State Key Laboratory of Chemical Engineering, School of Chemical Engineering, East China University of Science and Technology, Shanghai, 200237, China.
Key Laboratory for Advanced Materials and Feringa Nobel Prize Scientist Joint Research Center, School of Chemistry & Molecular Engineering, East China University of Science and Technology, Shanghai, 200237, China.
Angew Chem Int Ed Engl. 2022 Dec 19;61(51):e202215225. doi: 10.1002/anie.202215225. Epub 2022 Nov 17.
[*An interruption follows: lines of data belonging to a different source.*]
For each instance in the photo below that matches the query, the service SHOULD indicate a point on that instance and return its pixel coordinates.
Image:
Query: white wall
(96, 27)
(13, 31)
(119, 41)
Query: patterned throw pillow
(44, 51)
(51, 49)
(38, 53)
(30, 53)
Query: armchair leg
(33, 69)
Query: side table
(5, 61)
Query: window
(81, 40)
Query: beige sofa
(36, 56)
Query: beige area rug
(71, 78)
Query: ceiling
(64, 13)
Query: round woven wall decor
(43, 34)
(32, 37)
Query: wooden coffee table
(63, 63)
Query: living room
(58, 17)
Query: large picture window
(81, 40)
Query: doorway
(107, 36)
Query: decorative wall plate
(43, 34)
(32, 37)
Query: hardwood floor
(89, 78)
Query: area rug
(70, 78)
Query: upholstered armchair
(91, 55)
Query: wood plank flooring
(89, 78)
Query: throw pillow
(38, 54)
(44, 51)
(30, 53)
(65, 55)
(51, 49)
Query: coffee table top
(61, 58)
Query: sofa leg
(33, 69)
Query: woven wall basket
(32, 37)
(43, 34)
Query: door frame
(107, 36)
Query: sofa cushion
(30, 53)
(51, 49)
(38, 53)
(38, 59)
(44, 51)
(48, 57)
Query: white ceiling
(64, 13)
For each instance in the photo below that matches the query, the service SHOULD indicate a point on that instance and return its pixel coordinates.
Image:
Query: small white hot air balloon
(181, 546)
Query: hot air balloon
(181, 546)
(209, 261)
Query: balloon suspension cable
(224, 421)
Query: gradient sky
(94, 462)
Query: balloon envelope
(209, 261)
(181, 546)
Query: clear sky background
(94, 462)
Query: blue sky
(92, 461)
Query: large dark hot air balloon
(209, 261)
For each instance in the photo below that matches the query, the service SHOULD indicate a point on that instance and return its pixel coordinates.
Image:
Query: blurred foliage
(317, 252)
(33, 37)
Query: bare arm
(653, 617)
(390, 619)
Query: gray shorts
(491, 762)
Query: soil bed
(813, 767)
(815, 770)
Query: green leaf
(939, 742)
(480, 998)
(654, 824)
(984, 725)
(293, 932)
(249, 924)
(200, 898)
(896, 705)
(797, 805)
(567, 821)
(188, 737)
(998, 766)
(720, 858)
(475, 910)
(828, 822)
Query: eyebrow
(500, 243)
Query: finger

Precisely tailoring the distance between adjacent metal sites to match adsorption configurations of key species for the targeted reaction pathway is a great challenge in heterogeneous catalysis. Here, we report a proof-of-concept study on the atomically sites-tailored pathway in Pd-catalyzed acetylene hydrogenation, i.e., increasing the distance of adjacent Pd atoms (d ) for configuration matching in acetylene semi-hydrogenation against coupling. d is identified as a structural descriptor for describing the competitiveness for reaction pathways, and the increased d prefers the semi-hydrogenation pathway due to simultaneously promoted C H desorption and the destabilized transition state of the C H * coupling. Spectroscopic, kinetics and electronic structure studies reveal that increasing d to 3.31 Å delivers superior selectivity and stability due to energy matching and appropriate hybridization of Pd 4d with In 2s and, especially, 2p orbitals.
精确调整相邻金属位点之间的距离以匹配目标反应途径中关键物种的吸附构型是多相催化中的一个巨大挑战。在这里,我们报告了在 Pd 催化乙炔加氢反应中原子位点裁剪途径的概念验证研究,即增加相邻 Pd 原子之间的距离(d)以匹配乙炔半加氢中的构型,以对抗偶联。d 被确定为描述反应途径竞争力的结构描述符,增加 d 有利于半加氢途径,因为同时促进了 C-H 脱附和 C-H*偶联的过渡态失稳。光谱、动力学和电子结构研究表明,将 d 增加到 3.31 Å 可提供由于能量匹配和 Pd 4d 与 In 2s 和特别是 2p 轨道的适当杂化而具有优异的选择性和稳定性。